Thirty tanks holding various lifeforms filled the hall. Some were human, or semi-human, with budding horns protruding from their temples, others which gave Yul pause.
He blanched with horror. Hurd hovered in a half curled position, floating upright in his tank like an embalmed puppet. He hung suspended in some foul green liquid with arms and legs akimbo, as if typing at a keyboard. His eyes were glazed over, dead for all appearances. The air mask dangled askew around his neck. His head lolled. His crewmate must be dead. But wait!

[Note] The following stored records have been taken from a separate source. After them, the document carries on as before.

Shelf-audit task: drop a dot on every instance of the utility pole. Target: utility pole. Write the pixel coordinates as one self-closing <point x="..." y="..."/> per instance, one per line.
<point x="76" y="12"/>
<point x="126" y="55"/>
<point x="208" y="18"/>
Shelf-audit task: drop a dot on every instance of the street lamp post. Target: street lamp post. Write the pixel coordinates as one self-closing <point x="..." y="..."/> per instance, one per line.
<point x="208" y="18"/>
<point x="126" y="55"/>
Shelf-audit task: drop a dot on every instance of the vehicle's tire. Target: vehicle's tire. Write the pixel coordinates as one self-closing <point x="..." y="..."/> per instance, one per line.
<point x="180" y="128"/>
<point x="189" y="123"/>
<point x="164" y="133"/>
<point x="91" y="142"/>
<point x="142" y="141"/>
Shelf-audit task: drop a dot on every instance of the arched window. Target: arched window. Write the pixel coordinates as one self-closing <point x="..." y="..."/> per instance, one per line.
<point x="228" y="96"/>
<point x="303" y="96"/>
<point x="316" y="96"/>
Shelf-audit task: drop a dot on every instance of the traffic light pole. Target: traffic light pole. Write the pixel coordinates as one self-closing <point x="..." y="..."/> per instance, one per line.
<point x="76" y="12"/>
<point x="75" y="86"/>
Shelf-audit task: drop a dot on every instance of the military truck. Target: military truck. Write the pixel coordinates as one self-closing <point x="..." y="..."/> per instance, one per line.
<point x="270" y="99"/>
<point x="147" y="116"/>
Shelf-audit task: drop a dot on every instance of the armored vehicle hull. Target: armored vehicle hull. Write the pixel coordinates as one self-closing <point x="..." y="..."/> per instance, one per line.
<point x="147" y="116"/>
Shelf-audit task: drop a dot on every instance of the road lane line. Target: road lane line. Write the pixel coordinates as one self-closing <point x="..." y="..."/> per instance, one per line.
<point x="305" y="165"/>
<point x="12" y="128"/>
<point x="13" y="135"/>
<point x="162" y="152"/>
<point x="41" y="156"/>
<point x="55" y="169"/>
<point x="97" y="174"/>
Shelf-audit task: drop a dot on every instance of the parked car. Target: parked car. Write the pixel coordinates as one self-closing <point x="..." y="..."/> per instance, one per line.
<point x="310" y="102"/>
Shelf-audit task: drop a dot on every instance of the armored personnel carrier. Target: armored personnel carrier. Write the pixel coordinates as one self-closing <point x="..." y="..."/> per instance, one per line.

His eyes...had they blinked?...no, impossible..Yet those lips had moved with a soundless cry. A bubble popped out of the parted lips and rose to the surface. Could the man be alive?
Yul grimaced at the utter impossibility of life preserved in these watery aquaria. His weapon sagged. He reared back, almost brushing against a larger tank behind him.
Enclosed within that glass loomed a grotesque leviathan of an earlier age. Great white tusks curled on its snoutless face, neither fish nor mammal, looking like some Zikri but not. Baby tentacles sprouted on its thorax, as if they had just started budding in their process of maturation. The thing held itself suspended by triangular upper and lower fins of blue and white cartilage.
A cursory glance revealed some quarter of these disturbing tanks contained alien mammals or hybrid fish but the rest were human or human-like. Open archways ran back of the chamber. From the greenish glimpses Yul caught, there reposed more tanks of similar quality in those side rooms. Yul suppressed a surge of anger at the hideous implications.
He gave the large, mammalian squid-like thing a wide berth. It had an incredibly hostile look to it. Who had created such a monstrous menagerie?